Meet ‘Columbia Law Review’ Editor in Chief Oluwatumise Asebiomo ’21
Empowered and honored by her role leading the 119-year-old journal, Asebiomo says her mission is to publish scholarship that raises diverse voices and ideas.
Oluwatumise Asebiomo ’21, who was appointed editor in chief of the Columbia Law Review in February, is motivated by intellectual challenges. It’s the reason she enrolled at Columbia Law School and why she applied to join the influential journal at the end of her 1L year. “I wanted to be part of the law review because of its excellence in scholarship and the consequentiality of its work,” says Asebiomo. “Contributing to the editorial process and management of the publication is an active form of learning.”
During her first year on the law review, Asebiomo was responsible for editing and substantiating articles by leading scholars from around the world for publication. “You’re going through all the footnotes and body text, making sure the sources accurately reflect the points they are supporting and that the arguments being advanced are sound,” she says. “It was more rigorous than I anticipated, but more interesting, too. I was delving into progressive scholarship, engaging intensely, and thinking critically.”
Asebiomo found the responsibilities empowering. “People were trusting and depending on me. I had to perform not only for myself, but for the institution. The law review teaches us to push beyond what we think we know and understand,” she says.
“I wanted to be part of the law review because of its excellence in scholarship and the consequentiality of its work,” says Asebiomo.
In late 2019, Asebiomo decided that she would like to pursue the role of editor in chief, a position she sees as not only a form of public service but also a pathway for personal and professional growth. “I wanted to give back to the law review—a space in which I had benefited academically, intellectually, and socially—and leverage my skill set for the larger organization,” she says. “I liked that the role encompasses administrative as well as editorial responsibilities. I thought I would be an effective and inspiring leader.”
The Lure of the Law
Growing up in southern Georgia, Asebiomo—whom friends and family call Tumise—always had an inkling that law school was in her future. She chose a distinct path from her parents: Her mother, Sade Asebiomo, is a doctor of physical therapy and stay-at-home mom, and her father, Bankole Asebiomo, is a physician specializing in infectious diseases. (He has been working on COVID-19 cases since early March in northern California, where the family now lives.)
While an undergraduate at Princeton University, Asebiomo had a judicial internship at the U.S. District Court for the Eastern District of New York. “It was very eye-opening,” she says, “and pushed me to think seriously about a career in the law.” But after receiving her bachelor’s degree in political science, she decided to spend two years in the compliance department of Barclays. “I was buying time to see if I really wanted to go to law school, and I wanted to remain true to myself in that decision-making process,” she says.

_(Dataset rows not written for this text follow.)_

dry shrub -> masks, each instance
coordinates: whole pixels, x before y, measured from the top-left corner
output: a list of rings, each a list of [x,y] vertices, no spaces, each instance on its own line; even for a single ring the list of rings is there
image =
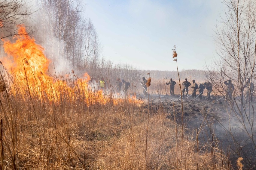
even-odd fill
[[[0,78],[0,92],[2,92],[6,89],[6,85],[2,78]]]
[[[238,168],[239,170],[242,170],[243,167],[244,165],[242,163],[241,161],[243,160],[243,158],[240,157],[237,159],[237,160],[236,161],[236,163],[237,164],[237,167]]]
[[[14,169],[14,161],[27,169],[145,169],[145,106],[124,100],[88,107],[78,89],[70,94],[61,88],[58,92],[65,97],[50,102],[21,87],[17,84],[8,95],[0,96],[6,169]],[[149,117],[149,169],[195,169],[198,154],[199,169],[222,169],[220,152],[216,151],[215,164],[207,146],[198,153],[192,136],[185,134],[182,141],[181,128],[158,112]]]

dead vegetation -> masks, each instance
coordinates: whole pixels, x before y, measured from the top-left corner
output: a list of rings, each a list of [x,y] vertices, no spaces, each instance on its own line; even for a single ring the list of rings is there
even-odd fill
[[[72,80],[68,81],[76,85]],[[213,162],[212,153],[198,145],[194,135],[184,134],[181,137],[180,125],[167,119],[167,113],[161,108],[150,114],[146,167],[147,115],[144,104],[126,99],[116,105],[110,102],[88,107],[80,100],[83,94],[74,92],[73,97],[80,99],[71,100],[70,92],[61,88],[57,93],[66,97],[50,101],[35,94],[30,95],[31,89],[18,86],[16,84],[15,91],[8,86],[0,96],[3,153],[1,158],[6,169],[226,167],[226,158],[220,152],[215,151]],[[175,116],[176,113],[171,114]],[[194,135],[195,132],[191,132]]]

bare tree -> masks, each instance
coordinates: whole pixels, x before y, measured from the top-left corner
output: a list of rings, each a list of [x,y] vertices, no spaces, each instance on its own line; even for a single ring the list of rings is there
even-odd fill
[[[27,5],[22,0],[0,1],[0,39],[24,34],[18,32],[17,26],[24,24],[32,13]]]
[[[255,147],[254,91],[248,79],[252,81],[256,79],[256,5],[243,0],[224,0],[224,3],[225,14],[221,17],[215,37],[219,57],[207,67],[206,76],[215,94],[224,96],[229,104],[229,124],[223,127],[233,136],[237,135],[235,133],[239,127],[249,141],[243,145],[250,143]],[[223,84],[228,79],[233,84],[233,90]],[[242,150],[242,142],[233,138],[237,151]]]

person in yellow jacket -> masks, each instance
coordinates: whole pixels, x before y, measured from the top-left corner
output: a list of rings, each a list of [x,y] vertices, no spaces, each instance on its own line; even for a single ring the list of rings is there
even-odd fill
[[[99,82],[99,88],[102,89],[104,89],[105,88],[105,81],[103,78],[102,78],[100,79]]]

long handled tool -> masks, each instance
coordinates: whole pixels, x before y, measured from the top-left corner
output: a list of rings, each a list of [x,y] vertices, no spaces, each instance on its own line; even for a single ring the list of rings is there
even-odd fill
[[[199,94],[199,95],[198,95],[198,96],[197,96],[196,97],[196,98],[194,98],[194,99],[193,99],[193,100],[194,100],[194,99],[196,99],[196,98],[197,98],[199,96],[199,95],[200,95],[200,94],[201,94],[201,93],[202,93],[202,92],[200,92],[200,93]]]
[[[229,95],[230,95],[230,94],[231,93],[229,93],[229,94],[229,94]],[[220,98],[220,99],[218,99],[218,100],[216,100],[216,101],[215,102],[216,102],[216,101],[219,101],[219,100],[221,100],[221,99],[222,99],[222,98],[224,98],[224,97],[222,97],[222,98]]]
[[[191,87],[190,87],[190,88],[191,88]],[[188,91],[188,90],[189,89],[190,89],[190,88],[189,88],[189,89],[187,89],[187,90]],[[185,89],[185,90],[186,90],[186,89]],[[186,90],[186,92],[187,92],[187,90]],[[184,93],[183,93],[183,94],[182,94],[182,95],[181,95],[181,96],[180,96],[179,97],[179,98],[178,98],[178,99],[179,99],[179,98],[180,98],[180,97],[181,96],[182,96],[182,95],[184,95],[184,94],[185,94],[185,92],[184,92]]]
[[[147,91],[147,90],[145,89],[145,87],[144,87],[144,86],[143,86],[142,83],[141,83],[141,82],[140,82],[140,84],[141,84],[141,85],[142,86],[142,87],[143,87],[143,88],[145,90],[145,91],[146,91],[146,92],[148,93],[148,92]]]

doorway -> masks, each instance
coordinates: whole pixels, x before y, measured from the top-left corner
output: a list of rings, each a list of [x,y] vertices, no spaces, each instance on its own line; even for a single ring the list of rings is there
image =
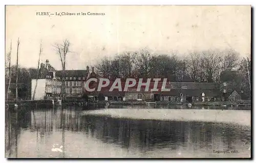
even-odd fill
[[[159,94],[154,94],[154,101],[160,101]]]
[[[192,96],[186,97],[186,101],[188,102],[192,102]]]

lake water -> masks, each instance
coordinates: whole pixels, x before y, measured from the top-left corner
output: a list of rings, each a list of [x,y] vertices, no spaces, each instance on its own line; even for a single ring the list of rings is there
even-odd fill
[[[136,106],[90,110],[56,106],[7,112],[6,156],[250,157],[250,113]]]

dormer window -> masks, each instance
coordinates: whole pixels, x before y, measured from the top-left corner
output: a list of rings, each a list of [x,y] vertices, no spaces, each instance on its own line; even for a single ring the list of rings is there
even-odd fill
[[[227,86],[227,83],[224,82],[223,83],[223,86]]]

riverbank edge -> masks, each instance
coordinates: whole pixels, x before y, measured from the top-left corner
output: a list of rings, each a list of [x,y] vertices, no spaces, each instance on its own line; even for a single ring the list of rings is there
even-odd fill
[[[75,105],[81,102],[85,103],[83,101],[63,101],[62,103],[72,104]],[[156,101],[150,102],[149,103],[146,103],[148,102],[146,101],[102,101],[97,102],[87,102],[88,104],[106,104],[108,103],[110,105],[186,105],[187,106],[189,103],[185,102],[169,102],[169,101]],[[6,105],[14,105],[16,103],[15,101],[6,101]],[[34,101],[19,101],[17,102],[18,105],[40,105],[40,104],[53,104],[52,100],[34,100]],[[54,102],[54,104],[57,104]],[[251,102],[247,102],[241,104],[239,102],[229,102],[229,101],[216,101],[216,102],[194,102],[190,103],[192,106],[251,106]]]

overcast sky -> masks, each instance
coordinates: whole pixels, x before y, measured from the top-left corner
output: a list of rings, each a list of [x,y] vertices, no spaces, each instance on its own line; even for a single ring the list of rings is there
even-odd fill
[[[39,16],[36,12],[102,13],[104,15]],[[6,51],[12,41],[15,64],[36,67],[40,40],[41,61],[61,69],[52,45],[65,38],[71,43],[66,69],[81,69],[103,56],[147,48],[181,54],[231,48],[241,57],[250,53],[250,6],[8,6]]]

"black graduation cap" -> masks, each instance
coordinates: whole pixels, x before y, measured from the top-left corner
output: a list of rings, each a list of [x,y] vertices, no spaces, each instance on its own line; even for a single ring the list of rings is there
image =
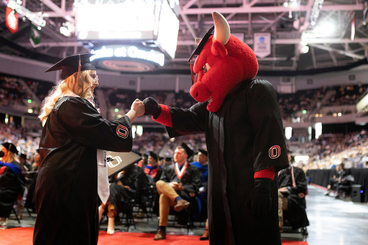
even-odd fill
[[[198,149],[198,151],[202,153],[202,154],[204,154],[206,155],[207,156],[208,156],[208,152],[206,150],[204,150],[202,149]]]
[[[153,159],[156,160],[156,162],[158,162],[160,160],[159,157],[157,155],[156,153],[154,152],[153,151],[149,152],[149,155],[153,158]]]
[[[185,151],[187,152],[187,154],[188,155],[188,158],[189,158],[191,156],[193,155],[193,154],[194,154],[194,152],[191,149],[189,148],[189,147],[188,146],[188,145],[186,144],[185,143],[183,142],[181,143],[181,147],[184,148],[185,150]]]
[[[89,58],[94,55],[94,54],[82,54],[68,56],[50,67],[45,72],[62,70],[61,73],[60,75],[60,78],[64,80],[75,72],[78,72],[79,58],[81,61],[81,71],[86,70],[95,71],[96,67],[89,61]]]
[[[14,144],[9,143],[9,142],[4,142],[1,144],[3,145],[3,146],[6,148],[9,151],[12,152],[13,153],[15,153],[15,154],[18,154],[18,150]]]
[[[27,155],[22,153],[19,155],[19,158],[23,158],[24,160],[27,160]]]

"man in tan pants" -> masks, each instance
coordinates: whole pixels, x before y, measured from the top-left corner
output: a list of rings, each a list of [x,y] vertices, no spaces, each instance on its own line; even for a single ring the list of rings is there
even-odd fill
[[[175,164],[164,169],[161,179],[156,182],[156,188],[160,195],[160,220],[154,240],[166,238],[170,207],[174,207],[174,210],[177,212],[187,208],[190,204],[187,200],[195,197],[198,192],[201,185],[201,173],[197,168],[187,161],[187,152],[193,154],[190,151],[189,147],[177,147],[174,153]]]

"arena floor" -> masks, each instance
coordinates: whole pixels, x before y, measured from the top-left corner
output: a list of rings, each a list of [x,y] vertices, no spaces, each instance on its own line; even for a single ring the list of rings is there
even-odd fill
[[[347,200],[336,199],[325,195],[326,191],[314,186],[309,186],[307,196],[307,213],[310,224],[308,227],[309,234],[306,238],[300,233],[285,232],[282,234],[283,239],[306,241],[309,245],[363,245],[368,241],[368,205],[353,203]],[[30,217],[25,213],[21,220],[22,226],[32,227],[34,224],[35,214]],[[158,220],[154,216],[153,220],[147,222],[146,219],[135,219],[136,228],[129,227],[131,232],[155,233]],[[197,226],[204,224],[196,223]],[[19,227],[14,215],[11,216],[7,227]],[[107,224],[103,223],[100,228],[106,230]],[[116,224],[116,232],[126,231],[124,225]],[[196,227],[190,231],[190,235],[201,235],[204,228]],[[287,231],[287,229],[286,229]],[[186,234],[185,228],[169,227],[168,234]]]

One month after Asebiomo took the reins of the journal in February, the Law School transitioned to remote learning because of COVID-19, and she returned to Georgia (where her parents still have a home) and made certain the law review stayed on track. In addition to ensuring that the four upcoming issues of the review were sent to the printer on schedule, she and her staff organized membership recruitment programming for the next cycle of law review editors. “Over three weeks in April, we hosted 13 virtual events and reached out to each interested rising 2L individually to offer a ‘coffee chat’ where they could learn about the law review and have questions answered in a more personal setting,” she says.
Asebiomo returned to her apartment in New York in late April to study for exams, and she devoted the first weeks of June to grading and reviewing applications and preparing for law review membership selection from home. (The law review’s offices in William C. Warren Hall remain closed because of the pandemic.) “Membership selection is one of the most important things we do each year, and it’s an exciting and busy time,” she says.

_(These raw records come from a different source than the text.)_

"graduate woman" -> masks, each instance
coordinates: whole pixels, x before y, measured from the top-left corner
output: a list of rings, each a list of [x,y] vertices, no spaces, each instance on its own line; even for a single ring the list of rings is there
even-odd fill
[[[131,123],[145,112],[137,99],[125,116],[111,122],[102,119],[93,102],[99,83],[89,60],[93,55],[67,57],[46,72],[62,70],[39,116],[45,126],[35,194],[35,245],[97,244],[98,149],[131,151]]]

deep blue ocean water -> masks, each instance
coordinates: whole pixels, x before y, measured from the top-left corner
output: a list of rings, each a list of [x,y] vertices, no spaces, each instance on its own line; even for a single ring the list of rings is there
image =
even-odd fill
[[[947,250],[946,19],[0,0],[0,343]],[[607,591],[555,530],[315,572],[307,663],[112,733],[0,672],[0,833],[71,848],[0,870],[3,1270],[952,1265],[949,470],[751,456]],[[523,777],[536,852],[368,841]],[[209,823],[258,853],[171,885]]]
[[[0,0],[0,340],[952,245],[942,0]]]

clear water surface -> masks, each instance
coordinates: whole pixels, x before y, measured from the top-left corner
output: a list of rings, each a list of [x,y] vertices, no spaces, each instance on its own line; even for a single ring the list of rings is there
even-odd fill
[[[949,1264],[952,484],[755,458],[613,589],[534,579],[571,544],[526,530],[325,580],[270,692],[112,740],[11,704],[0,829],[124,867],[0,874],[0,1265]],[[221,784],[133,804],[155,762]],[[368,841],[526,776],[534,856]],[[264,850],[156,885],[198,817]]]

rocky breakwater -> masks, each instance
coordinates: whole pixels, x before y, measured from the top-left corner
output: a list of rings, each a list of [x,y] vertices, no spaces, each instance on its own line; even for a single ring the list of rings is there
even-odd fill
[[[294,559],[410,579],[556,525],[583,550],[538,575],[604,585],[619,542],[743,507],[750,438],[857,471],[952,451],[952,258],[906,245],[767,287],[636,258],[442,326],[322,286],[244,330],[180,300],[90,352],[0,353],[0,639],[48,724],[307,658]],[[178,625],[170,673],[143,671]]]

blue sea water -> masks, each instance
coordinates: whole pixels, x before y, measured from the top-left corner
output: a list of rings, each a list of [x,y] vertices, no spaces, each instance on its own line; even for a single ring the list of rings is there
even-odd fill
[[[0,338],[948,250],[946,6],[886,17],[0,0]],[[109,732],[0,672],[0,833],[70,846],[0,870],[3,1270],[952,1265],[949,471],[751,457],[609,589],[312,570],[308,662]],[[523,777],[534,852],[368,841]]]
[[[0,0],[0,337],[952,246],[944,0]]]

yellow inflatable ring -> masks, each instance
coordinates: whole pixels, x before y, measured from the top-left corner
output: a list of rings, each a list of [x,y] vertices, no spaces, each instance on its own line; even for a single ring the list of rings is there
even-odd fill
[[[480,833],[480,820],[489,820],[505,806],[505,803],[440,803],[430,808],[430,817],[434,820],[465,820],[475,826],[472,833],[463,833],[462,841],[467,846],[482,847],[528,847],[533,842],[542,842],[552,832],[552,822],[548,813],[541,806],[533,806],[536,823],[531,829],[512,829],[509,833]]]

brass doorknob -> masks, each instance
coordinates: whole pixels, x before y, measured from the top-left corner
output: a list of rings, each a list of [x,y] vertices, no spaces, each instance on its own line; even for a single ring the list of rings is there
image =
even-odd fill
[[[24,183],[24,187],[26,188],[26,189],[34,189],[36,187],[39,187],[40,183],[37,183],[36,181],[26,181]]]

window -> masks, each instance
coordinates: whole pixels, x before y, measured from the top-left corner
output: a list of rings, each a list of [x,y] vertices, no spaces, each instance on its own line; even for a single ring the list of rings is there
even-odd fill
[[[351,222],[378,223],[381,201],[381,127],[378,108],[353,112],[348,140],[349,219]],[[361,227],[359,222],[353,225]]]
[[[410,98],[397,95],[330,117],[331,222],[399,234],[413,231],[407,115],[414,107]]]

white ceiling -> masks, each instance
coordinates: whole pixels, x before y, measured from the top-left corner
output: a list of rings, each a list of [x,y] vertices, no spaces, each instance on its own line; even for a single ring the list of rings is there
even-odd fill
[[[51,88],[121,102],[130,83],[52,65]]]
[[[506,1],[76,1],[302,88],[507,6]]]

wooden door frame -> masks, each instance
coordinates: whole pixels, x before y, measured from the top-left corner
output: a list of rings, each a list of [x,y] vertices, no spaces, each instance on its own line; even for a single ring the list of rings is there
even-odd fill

As the law review begins production for the fall issues and continues the submissions cycle, Asebiomo notes that the publication has long enjoyed a reputation of publishing progressive and groundbreaking scholarship that has engaged with contemporary issues. “Today, COVID-19 and the protests against systemic racism present complex problems, which can inspire creative solutions,” she says. “As we continue with our work, I am confident that we will uphold our legacy and continue to publish scholarship that raises diverse voices and ideas that deserve to be heard.”

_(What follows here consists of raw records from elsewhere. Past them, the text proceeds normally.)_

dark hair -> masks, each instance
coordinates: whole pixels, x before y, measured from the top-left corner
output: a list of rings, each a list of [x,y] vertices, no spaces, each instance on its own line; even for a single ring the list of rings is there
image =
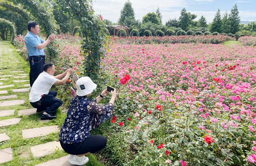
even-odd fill
[[[35,26],[38,25],[38,23],[35,21],[29,21],[28,23],[28,30],[29,31],[30,31],[31,28],[35,27]]]
[[[44,72],[46,72],[47,69],[49,69],[53,65],[54,65],[54,64],[50,62],[47,62],[44,64],[44,66],[43,66],[43,70],[44,70]]]

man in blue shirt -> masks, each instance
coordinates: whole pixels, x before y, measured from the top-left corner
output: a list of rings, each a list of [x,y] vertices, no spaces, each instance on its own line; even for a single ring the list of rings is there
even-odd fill
[[[55,35],[51,34],[46,41],[44,40],[38,36],[40,29],[35,21],[29,21],[28,23],[28,29],[29,32],[25,37],[25,44],[30,65],[29,82],[31,87],[38,75],[43,72],[45,62],[44,49],[54,39]]]

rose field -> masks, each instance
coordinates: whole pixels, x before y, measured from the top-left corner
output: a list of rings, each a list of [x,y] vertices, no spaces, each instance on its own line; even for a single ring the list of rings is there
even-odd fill
[[[81,77],[81,39],[56,38],[56,74],[72,65]],[[98,159],[113,166],[255,164],[256,47],[223,44],[235,40],[111,39],[94,95],[109,85],[118,97],[114,116],[93,132],[108,139]],[[245,45],[252,40],[239,39]],[[23,37],[14,42],[26,58]],[[71,86],[70,80],[58,89],[66,107]]]

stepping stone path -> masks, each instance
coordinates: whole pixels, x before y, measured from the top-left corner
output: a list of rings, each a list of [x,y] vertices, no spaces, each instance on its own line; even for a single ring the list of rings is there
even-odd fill
[[[6,133],[0,134],[0,143],[10,139],[10,137]]]
[[[8,93],[8,92],[7,90],[5,90],[4,91],[0,91],[0,94],[6,94]]]
[[[18,115],[29,115],[36,113],[36,109],[23,109],[18,112]]]
[[[6,116],[14,115],[15,111],[15,109],[0,111],[0,117],[5,117]]]
[[[33,157],[35,158],[40,157],[49,155],[57,149],[62,149],[61,144],[58,141],[49,142],[36,145],[30,148]]]
[[[0,120],[0,127],[16,124],[20,121],[20,118],[12,118]]]
[[[3,163],[12,160],[12,150],[11,148],[0,149],[0,163]]]
[[[29,88],[20,88],[19,89],[14,89],[12,91],[14,92],[23,92],[29,91]]]
[[[70,164],[68,161],[68,155],[62,157],[57,159],[51,160],[46,163],[36,165],[35,166],[71,166],[73,165]]]
[[[0,100],[12,99],[13,98],[17,98],[17,96],[16,94],[9,95],[9,96],[0,96]]]
[[[0,89],[2,89],[3,88],[9,88],[10,87],[13,87],[13,86],[14,86],[14,85],[3,85],[3,86],[0,86]]]
[[[14,80],[13,82],[15,83],[18,83],[19,82],[28,82],[29,81],[29,80]]]
[[[15,106],[16,105],[22,104],[24,103],[25,100],[13,100],[0,101],[0,107]]]
[[[26,129],[22,130],[22,137],[23,138],[30,138],[43,136],[59,131],[59,129],[56,125]]]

Asebiomo’s experience as the treasurer of the Law School’s Black Law Student Association (BLSA) gave her some helpful experience in a position of leadership. “The treasurer of BLSA is responsible for fundraising for one of the most well-funded student organizations at Columbia Law. Successful fundraising enables BLSA to host impactful programming and meaningfully supports its membership,” says Asebiomo, who notes she learned about fundraising as an undergraduate at Princeton University, where she was involved with annual giving.
As the second African-American woman to lead the Columbia Law Review, Asebiomo appreciates the significance of her appointment. “Serving as editor in chief as a Black woman is an example of multidimensional leadership,” she says. “It’s an honor to be in this role—truly, it’s quite lovely and legitimizing. It’s helped me be an even more authentic version of myself and enabled me to continuously engage in the thought exercises that are so necessary to being a conscious individual.”